Om het energieflexibiliteitpotentieel van een gebouw te ontsluiten, is het idee ontstaan om een aantal praktijkproeven te realiseren zodat het eerder gepubliceerde rapport KT 42 Energieflexibiliteit van Gebouwen en de aanpak kan worden getoetst en eventueel worden aangescherpt. Na een wisselvallig voorjaar, lopen de temperaturen eind juli 2024 voorzichtig op, daardoor wordt het actief koelvermogen van een gebouw aangesproken. Inmiddels zijn er toezeggingen van Veolia, huurder van een kantoorgebouw en Auerhaan als gebouweigenaar, zodat er direct kan worden gestart met de praktijkproeven.  Als vertrekpunt is gedetailleerde informatie van het gebouw en de aanwezige installaties beschikbaar.  De experimenten richten zich op de reguliere gebouwinstallaties en bijvoorbeeld niet op bijvoorbeeld laadpalen en accu’s. In zijn algemeenheid hebben de proeven betrekking op hoe het schakelgedrag van de comfortinstallatie koelen beïnvloed kan worden door gebruik te maken van de bandbreedte in de comforttemperatuur. Het effect van de proeven wordt op finaal energiegebruik geanalyseerd.

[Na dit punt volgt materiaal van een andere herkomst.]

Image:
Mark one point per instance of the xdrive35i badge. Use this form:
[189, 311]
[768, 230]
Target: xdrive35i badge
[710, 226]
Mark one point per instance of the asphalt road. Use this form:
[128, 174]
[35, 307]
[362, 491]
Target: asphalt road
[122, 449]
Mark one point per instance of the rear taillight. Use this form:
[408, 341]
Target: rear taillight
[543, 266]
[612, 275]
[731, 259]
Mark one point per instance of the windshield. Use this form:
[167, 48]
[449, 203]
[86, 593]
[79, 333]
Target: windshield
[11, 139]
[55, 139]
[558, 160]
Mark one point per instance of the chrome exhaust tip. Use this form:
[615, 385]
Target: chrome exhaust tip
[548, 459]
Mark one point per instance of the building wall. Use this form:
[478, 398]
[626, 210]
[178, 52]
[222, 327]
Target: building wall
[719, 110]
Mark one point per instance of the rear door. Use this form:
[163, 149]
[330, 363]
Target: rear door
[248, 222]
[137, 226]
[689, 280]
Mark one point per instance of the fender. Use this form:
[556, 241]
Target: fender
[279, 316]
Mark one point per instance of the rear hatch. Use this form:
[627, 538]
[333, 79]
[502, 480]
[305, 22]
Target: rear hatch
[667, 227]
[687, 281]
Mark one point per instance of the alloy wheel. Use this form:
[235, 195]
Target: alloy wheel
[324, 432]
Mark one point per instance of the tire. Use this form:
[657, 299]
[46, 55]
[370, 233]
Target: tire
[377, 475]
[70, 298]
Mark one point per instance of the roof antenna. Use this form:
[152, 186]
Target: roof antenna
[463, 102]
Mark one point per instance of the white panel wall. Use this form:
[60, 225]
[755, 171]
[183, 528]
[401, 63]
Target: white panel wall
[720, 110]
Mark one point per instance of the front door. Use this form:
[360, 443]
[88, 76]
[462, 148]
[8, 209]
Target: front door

Een greep uit een aantal proeven:

  • Hoeveel tijd kan overbrugd worden bij uitschakelen/inschakelen comfortinstallatie koelen?
    Door de setpoints voor de binnentemperatuur te variëren tussen de twee uitersten wordt inzicht gekregen in de periode die overbrugd kan worden zonder (of juist geforceerd met) de comfortinstallatie koelen.
  • Hoeveel energieflexibiliteit is beschikbaar op willekeurige momenten bij normaal bedrijf van de comfortinstallatie koelen.
    Door het op (min- of meer) willekeurige momenten een gefingeerd extern signaal voor het reduceren van vermogen of juist opvoeren van vermogen te gegeven wordt gekeken in hoeverre (en hoe lang) gereageerd kan worden op een dergelijk signaal.
  • In hoeverre kan de energiebehoefte van de comfortinstallatie koelen verplaats worden naar de piekmomenten, bijvoorbeeld tussen 11.00 en 13.00 uur?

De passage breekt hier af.